Chronique politique
Le 19 juillet 2025, le président érythréen Isaias Afwerki est apparu, comme à son habitude, sur la chaîne publique Eri-TV, pour s’adresser aux siens , mais aussi, indirectement, à ses voisins et aux grandes puissances. Plus qu’une simple interview, cet exercice de communication avait les allures d’un message à double tranchant : une mise en garde frontale contre l’Éthiopie, et un rappel des positions d’Asmara sur la géopolitique de la Corne de l’Afrique.
D’emblée, le ton est donné. Le Parti de la Prospérité au pouvoir à Addis-Abeba est accusé de nourrir des velléités expansionnistes vers la mer Rouge, ambitions qualifiées de “fantaisistes” et “irréfléchies”. À l’en croire, l’Éthiopie chercherait à ouvrir un nouveau front contre l’Érythrée, avec un plan aussi cynique qu’archaïque : submerger militairement Asmara par des “vagues humaines”, en s’appuyant sur un arsenal moderne ( drones, missiles ) acquis récemment.

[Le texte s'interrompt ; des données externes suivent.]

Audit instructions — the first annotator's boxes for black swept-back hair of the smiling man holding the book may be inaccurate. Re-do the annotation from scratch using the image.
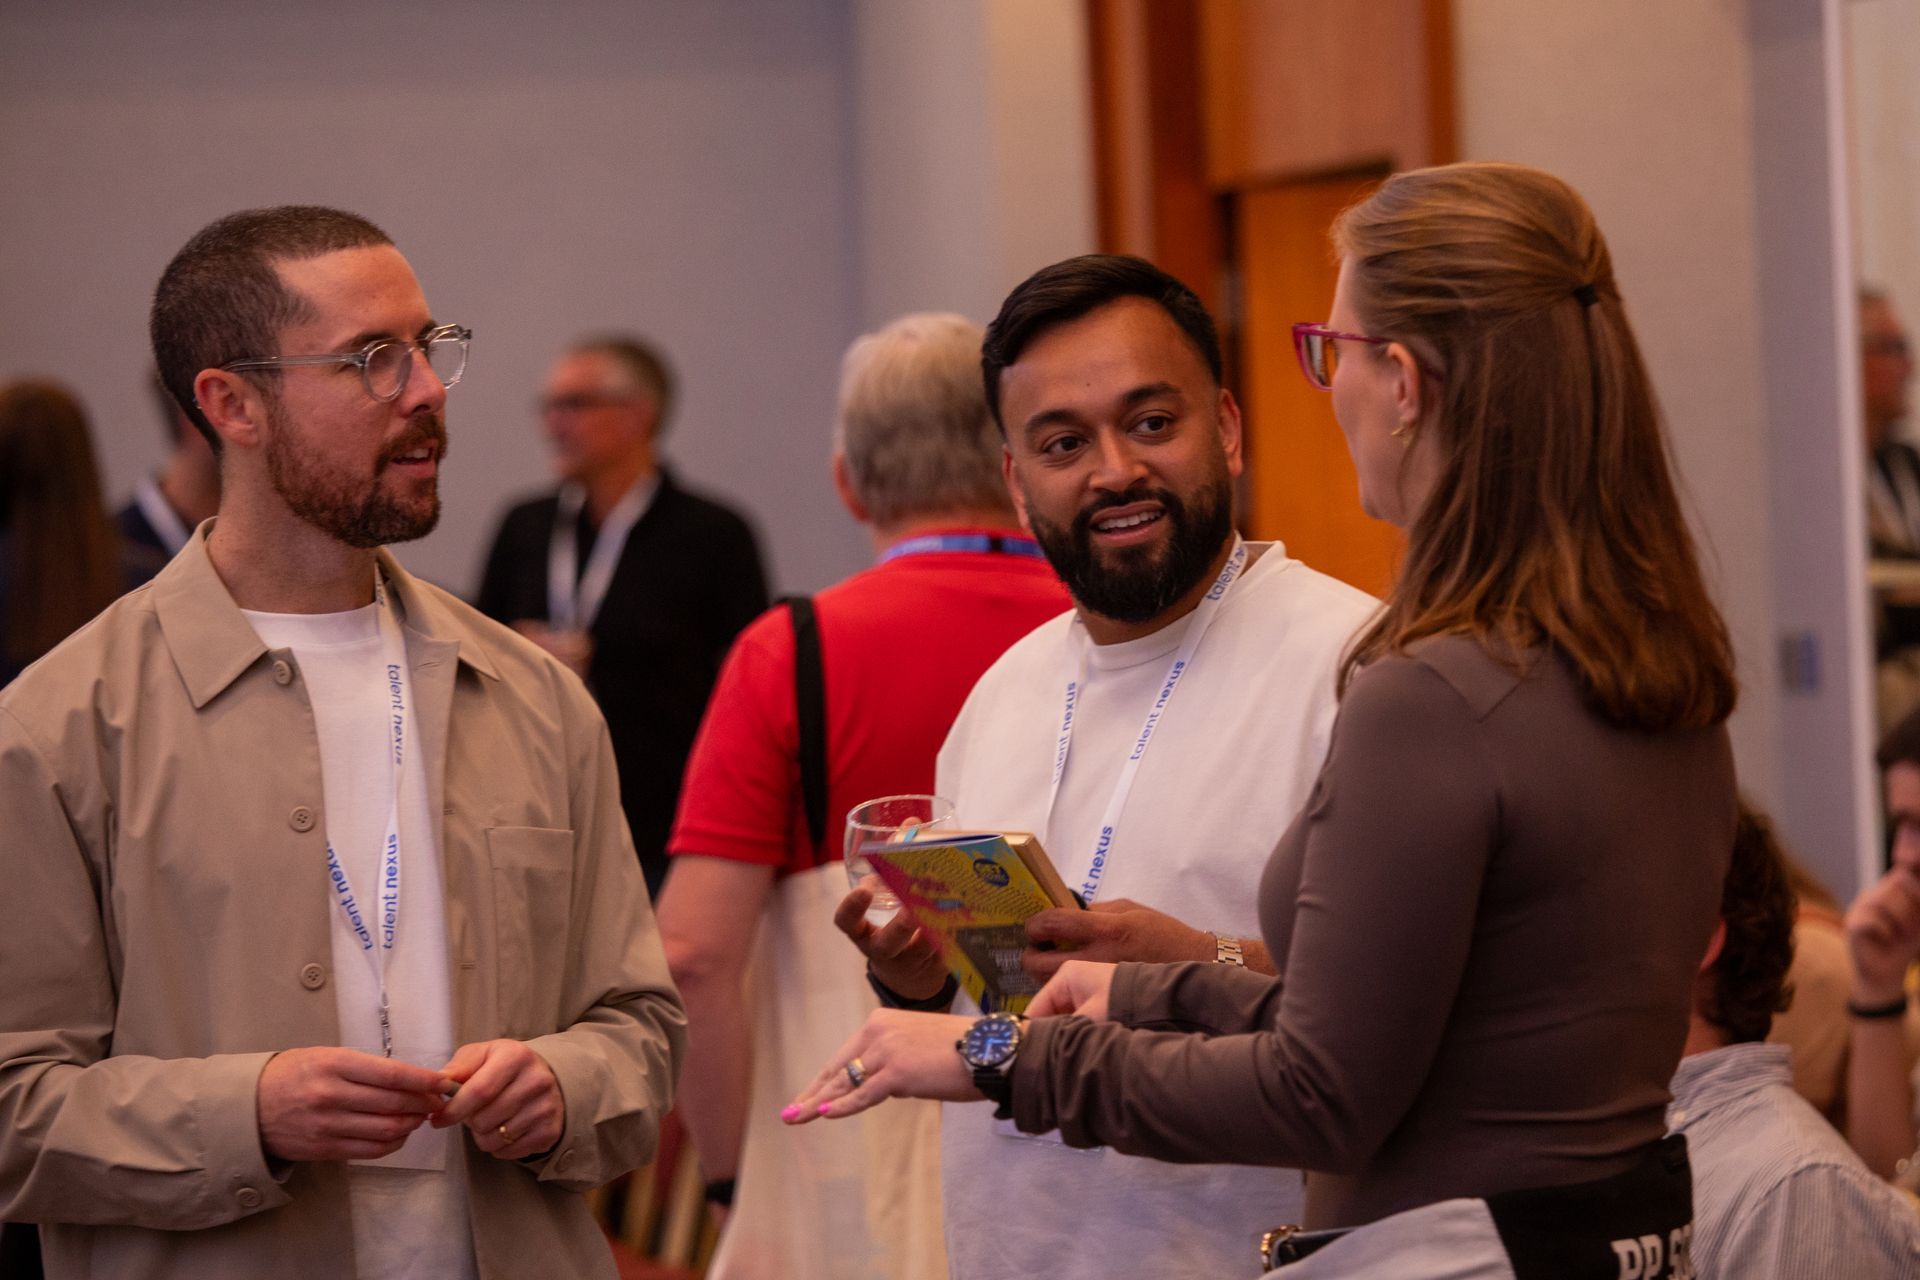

Cette vision, digne d’une stratégie de dissuasion à l’ancienne, traduit surtout l’inquiétude persistante d’un pouvoir érythréen qui, depuis l’indépendance, vit dans la hantise du retour à la guerre.
Mais ce discours martial n’est pas sans conséquences. Car en pointant directement l’Éthiopie comme fauteur potentiel d’un nouveau conflit, Isaias Afwerki participe aussi, paradoxalement, à alimenter la tension dans une région qui peine déjà à se stabiliser après les séquelles du conflit du Tigré. Il est vrai que les relations entre Addis-Abeba et Asmara n’ont jamais été simples, faites d’alliances circonstancielles et de rivalités structurelles. Pourtant, accuser l’ensemble de l’establishment éthiopien de préparer une guerre peut difficilement contribuer à restaurer la confiance.
Plus largement, l’entretien diffusé par Eri-TV reflète une méfiance profonde vis-à-vis des dynamiques régionales et internationales. Le président érythréen s’en prend frontalement à ce qu’il appelle les “forces externes”, citant sans les nommer plusieurs pays du Golfe ; et notamment les Émirats arabes unis ; accusés d’encourager les visées maritimes éthiopiennes en investissant dans des projets à Assab ou au Somaliland. Dans cette lecture du monde, les puissances étrangères ne sont jamais de simples partenaires, mais toujours des acteurs de l’ombre qui attisent les conflits et brouillent les cartes.
Quant aux institutions régionales et panafricaines, elles sont jugées inopérantes ou dévoyées : l’IGAD ? “Inexistante”. L’Union africaine ? “Complice par inertie”. À ses yeux, les instances collectives ont échoué à créer les conditions d’un dialogue sincère et équitable entre États de la région.
Sur le plan international, le président Afwerki fait un distinguo appuyé entre l’administration Biden ( accusée de maintenir des “sanctions illégitimes” ) et l’équipe Trump, qu’il voit comme une opportunité de renouveau dans les relations bilatérales. Là encore, le pragmatisme stratégique l’emporte sur les considérations idéologiques.
Mais à force de se dresser contre tous, Asmara risque de se retrouver seule. L’obsession souverainiste, si elle est compréhensible, ne peut se substituer indéfiniment à une stratégie d’intégration régionale. D’autant que les défis sont immenses : insécurité transfrontalière, pressions migratoires, rivalités économiques et climat de méfiance généralisée.
Dans ce contexte, Djibouti, acteur pivot dans l’architecture de sécurité régionale, ne peut qu’appeler à la retenue et au dialogue. La stabilité de la Corne de l’Afrique repose sur la capacité de ses dirigeants à sortir des logiques de confrontation pour engager des processus d’apaisement durables. Cela suppose de reconstruire la confiance entre États, de revitaliser les mécanismes régionaux et de résister à la tentation des discours polarisants.
La voix d’Asmara mérite d’être entendue. Mais elle ne peut l’être pleinement que si elle s’inscrit dans un cadre multilatéral refondé, dans le respect des souverainetés de chacun, et en faveur d’une paix partagée.